Utilization of circular dichroism and electrospray ionization mass spectrometry to understand the formation and conversion of G-quadruplex DNA at the human c-myb proto-oncogene.

G-quadruplex DNAs are involved in a number of key biological processes, including gene expression, transcription, and apoptosis. The c-myb oncogene contains a number of GGA repeats in its promoter which forms G-quadruplex, thus it could be used as a target in cancer therapeutics. Several in-vitro studies have used Circular Dichroism (CD) spectroscopy or electrospray ionization mass spectrometry (ESI-MS) to demonstrate formation and stability of G-quadruplex DNA structure in the promoter region of human c-myb oncogene. The factors affecting the c-myb G-quadruplex structures were investigated, such as cations (i.e. K, NH and Na) and co-solutes (methanol and polyethylene glycol). The results indicated that the presence of cations and co-solutes could change the G-quadruplex structural population and promote its thermodynamic stabilization as indicated by CD melting curves.
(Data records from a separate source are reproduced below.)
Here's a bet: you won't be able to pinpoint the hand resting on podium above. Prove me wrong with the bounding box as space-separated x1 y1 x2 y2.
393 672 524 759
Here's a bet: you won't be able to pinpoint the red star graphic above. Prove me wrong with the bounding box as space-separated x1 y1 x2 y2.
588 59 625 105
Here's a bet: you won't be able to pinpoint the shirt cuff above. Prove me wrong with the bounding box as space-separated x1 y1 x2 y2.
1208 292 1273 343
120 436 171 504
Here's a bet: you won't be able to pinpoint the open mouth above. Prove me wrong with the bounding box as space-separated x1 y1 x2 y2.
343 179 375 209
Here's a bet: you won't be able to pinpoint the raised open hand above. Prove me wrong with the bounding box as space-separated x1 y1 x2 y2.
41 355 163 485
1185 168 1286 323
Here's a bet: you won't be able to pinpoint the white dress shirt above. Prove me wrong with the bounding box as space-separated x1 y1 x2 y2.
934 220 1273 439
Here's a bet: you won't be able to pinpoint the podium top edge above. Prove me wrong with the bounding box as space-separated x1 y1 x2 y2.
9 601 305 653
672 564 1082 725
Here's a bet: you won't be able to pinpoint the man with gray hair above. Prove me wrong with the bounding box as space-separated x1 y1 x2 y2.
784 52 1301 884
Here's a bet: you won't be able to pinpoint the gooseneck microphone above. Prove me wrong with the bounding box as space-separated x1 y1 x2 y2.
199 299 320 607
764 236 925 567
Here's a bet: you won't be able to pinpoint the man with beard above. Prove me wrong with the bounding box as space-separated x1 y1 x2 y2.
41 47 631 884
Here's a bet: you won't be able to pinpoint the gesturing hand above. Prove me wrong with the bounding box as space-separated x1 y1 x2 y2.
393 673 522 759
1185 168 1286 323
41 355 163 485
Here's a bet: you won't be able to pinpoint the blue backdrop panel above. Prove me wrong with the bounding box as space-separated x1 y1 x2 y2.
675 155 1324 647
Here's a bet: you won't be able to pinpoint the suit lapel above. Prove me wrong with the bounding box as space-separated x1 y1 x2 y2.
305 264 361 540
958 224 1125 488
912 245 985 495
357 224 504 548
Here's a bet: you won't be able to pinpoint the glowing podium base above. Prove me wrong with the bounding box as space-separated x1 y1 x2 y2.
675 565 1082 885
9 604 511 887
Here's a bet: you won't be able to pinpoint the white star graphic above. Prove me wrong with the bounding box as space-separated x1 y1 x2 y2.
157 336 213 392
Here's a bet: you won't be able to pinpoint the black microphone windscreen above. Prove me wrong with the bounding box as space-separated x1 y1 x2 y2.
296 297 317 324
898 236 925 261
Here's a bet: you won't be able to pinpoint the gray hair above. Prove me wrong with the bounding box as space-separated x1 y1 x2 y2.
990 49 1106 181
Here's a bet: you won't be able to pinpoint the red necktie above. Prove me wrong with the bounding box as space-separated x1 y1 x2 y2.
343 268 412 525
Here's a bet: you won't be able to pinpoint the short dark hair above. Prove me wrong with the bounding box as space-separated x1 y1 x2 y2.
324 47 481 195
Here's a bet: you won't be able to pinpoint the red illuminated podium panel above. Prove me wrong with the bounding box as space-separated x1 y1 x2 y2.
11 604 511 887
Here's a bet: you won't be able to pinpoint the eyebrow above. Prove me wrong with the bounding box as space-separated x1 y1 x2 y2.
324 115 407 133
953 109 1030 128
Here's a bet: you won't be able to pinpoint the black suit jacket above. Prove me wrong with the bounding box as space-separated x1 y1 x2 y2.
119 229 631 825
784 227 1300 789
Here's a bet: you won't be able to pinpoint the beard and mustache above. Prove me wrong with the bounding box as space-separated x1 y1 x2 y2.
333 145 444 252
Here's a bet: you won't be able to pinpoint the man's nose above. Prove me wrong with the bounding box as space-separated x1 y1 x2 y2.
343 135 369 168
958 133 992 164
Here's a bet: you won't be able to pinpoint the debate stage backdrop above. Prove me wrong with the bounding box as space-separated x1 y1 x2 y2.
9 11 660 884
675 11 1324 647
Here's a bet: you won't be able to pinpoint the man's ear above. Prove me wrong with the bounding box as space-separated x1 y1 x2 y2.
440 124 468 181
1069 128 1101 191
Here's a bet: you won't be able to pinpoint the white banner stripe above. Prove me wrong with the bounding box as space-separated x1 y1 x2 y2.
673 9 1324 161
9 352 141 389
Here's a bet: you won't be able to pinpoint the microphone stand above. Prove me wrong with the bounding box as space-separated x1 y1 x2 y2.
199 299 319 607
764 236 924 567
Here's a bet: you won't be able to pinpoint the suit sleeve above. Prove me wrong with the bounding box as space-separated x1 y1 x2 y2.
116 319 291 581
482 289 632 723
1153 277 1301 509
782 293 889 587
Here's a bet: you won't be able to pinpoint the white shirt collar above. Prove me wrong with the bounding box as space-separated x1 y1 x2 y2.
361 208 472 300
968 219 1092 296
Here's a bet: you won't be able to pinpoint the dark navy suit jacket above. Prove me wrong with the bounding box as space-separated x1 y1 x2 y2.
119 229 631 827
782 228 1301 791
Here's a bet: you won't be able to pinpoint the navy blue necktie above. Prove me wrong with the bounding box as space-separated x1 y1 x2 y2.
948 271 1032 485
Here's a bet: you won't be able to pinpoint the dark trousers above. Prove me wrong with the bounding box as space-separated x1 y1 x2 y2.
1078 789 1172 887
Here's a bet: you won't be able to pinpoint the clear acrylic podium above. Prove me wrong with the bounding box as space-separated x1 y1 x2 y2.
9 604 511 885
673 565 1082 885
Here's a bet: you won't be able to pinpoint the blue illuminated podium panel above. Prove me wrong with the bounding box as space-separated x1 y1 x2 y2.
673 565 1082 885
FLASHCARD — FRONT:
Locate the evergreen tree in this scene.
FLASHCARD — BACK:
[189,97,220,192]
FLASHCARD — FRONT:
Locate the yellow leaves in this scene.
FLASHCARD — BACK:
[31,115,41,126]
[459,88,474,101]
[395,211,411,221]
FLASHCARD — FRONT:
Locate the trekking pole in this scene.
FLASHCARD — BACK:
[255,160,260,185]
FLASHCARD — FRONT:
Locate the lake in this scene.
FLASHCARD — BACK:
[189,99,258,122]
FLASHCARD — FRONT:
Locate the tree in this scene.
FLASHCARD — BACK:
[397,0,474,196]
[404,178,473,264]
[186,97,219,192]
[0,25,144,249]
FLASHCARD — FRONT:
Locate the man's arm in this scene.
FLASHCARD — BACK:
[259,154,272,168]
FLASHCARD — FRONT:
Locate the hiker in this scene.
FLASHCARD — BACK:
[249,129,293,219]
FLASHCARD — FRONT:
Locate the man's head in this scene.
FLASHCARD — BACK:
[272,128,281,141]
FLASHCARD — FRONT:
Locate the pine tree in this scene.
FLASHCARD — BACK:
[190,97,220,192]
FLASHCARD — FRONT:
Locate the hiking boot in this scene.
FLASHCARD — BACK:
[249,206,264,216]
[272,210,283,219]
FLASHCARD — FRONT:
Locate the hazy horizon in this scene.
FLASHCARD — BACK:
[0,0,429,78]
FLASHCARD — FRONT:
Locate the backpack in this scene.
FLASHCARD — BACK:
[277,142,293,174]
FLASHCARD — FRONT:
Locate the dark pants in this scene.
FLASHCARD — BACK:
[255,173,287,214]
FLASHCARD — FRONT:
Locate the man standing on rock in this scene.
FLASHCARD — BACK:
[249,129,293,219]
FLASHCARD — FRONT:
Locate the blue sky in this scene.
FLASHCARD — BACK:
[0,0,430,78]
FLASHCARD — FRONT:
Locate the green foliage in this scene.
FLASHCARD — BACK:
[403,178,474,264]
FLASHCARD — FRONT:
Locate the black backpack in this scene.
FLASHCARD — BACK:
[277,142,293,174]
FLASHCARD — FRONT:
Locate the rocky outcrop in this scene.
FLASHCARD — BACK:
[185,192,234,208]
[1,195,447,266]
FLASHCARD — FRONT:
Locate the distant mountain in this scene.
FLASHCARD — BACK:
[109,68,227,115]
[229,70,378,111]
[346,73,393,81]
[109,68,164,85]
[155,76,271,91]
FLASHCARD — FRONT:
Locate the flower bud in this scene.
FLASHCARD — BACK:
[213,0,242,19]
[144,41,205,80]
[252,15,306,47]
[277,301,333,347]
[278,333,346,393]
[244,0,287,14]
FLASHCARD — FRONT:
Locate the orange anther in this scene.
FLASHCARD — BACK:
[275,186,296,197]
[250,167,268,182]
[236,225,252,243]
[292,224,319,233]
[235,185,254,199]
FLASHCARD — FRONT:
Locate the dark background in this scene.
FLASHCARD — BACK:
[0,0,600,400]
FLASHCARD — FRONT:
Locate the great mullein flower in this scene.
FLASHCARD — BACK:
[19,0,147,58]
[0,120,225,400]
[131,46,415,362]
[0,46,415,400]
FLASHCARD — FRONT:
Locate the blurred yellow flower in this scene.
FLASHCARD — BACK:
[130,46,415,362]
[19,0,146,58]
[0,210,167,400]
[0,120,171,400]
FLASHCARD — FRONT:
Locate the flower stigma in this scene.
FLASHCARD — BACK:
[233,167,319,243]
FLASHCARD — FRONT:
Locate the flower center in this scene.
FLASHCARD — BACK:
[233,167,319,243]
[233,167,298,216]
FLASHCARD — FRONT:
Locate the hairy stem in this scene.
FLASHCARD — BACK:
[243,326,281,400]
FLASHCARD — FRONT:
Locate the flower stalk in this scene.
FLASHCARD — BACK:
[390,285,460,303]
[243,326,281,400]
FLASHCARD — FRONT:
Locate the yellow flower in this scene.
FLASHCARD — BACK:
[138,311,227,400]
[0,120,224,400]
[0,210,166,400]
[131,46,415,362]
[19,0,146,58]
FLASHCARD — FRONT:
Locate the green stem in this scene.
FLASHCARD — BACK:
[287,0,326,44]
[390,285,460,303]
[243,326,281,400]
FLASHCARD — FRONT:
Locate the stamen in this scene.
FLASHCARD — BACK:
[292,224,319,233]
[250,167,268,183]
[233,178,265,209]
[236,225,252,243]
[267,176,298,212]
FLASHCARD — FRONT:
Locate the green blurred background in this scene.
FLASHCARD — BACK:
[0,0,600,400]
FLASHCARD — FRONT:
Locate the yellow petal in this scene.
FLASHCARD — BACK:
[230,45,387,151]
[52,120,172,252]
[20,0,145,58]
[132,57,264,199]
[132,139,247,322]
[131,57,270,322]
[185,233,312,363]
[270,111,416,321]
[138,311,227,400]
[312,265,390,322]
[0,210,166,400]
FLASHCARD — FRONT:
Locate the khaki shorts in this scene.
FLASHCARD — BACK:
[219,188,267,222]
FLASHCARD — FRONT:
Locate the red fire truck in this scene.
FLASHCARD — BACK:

It indicated that the co-solutes preferentially stabilize the c-myb G-quadruplex structure containing both homo- and hetero-stacking. In addition, protopine was demonstrated as a binder of c-myb G-quadruplex as screened from a library of natural alkaloids using ESI-MS method. CD spectra showed that it could selectively stabilize the c-myb G-quadruplex structure compared to other six G-quadruplexes from tumor-related G-rich sequences and the duplex DNAs (both long and short-chain ones). The binding of protopine could induce the change in the G-quadruplex structural populations. Therefore, protopine with its high binding specificity could be considered as a precursor for the design of drugs to target and regulate c-myb oncogene transcription.